Why is it so omg bad in the first place (in what universe would scanning all rows in the entire db beat scanning a smaller subset after applying the where clause)?

The universe where it doesn't think that that will happen. By traversing the index for rows already in the desired order, it thinks it can stop after finding the first row meeting the required userid, which means it thinks it can stop after reading 1/21340 of the table. This is obviously very wrong, because there is only 1 row meeting that condition, not 21339 of them like it thinks.
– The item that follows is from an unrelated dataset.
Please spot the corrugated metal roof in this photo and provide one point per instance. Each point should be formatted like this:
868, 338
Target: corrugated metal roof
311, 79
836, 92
So a side question, why is the estimate so very wrong? Since it is making a generic estimate here (at planning time, it doesn't know what the value of $0 will turn out to be), it guesses the number of qualifying rows will be the estimated number of rows in the table, divided by the estimate for n_distinct for userid (adjusted for null values, but I will ignore that for simplicity). So either this is correct and there is some value(s) of userid for which there are an awful lot of rows (but they just happen not to be the values you are looking for) and those ones pull up the average.

Or it is incorrect and the estimate for n_distinct is way off from reality. We can't know which from afar. You could figure it out by looking in pg_stats.n_distinct to see the estimate, and comparing that the true value of count(distinct userid) from rounds. If the estimate is way off, you can manually fix it by doing alter table rounds alter column userid set (N_DISTINCT = <true value>). You need to ANALYZE the table before this will take effect. The problem of grossly wrong n_distinct is due to inadequate selection of the sample used for computing stats (every row is equally likely to be chosen to be in the sample, but the selection is not strictly independent for each row from the others), and increasing STATISTICS as Laurenz recommends is only weakly able to overcome this problem. while setting N_DISTINCT tackles it directly.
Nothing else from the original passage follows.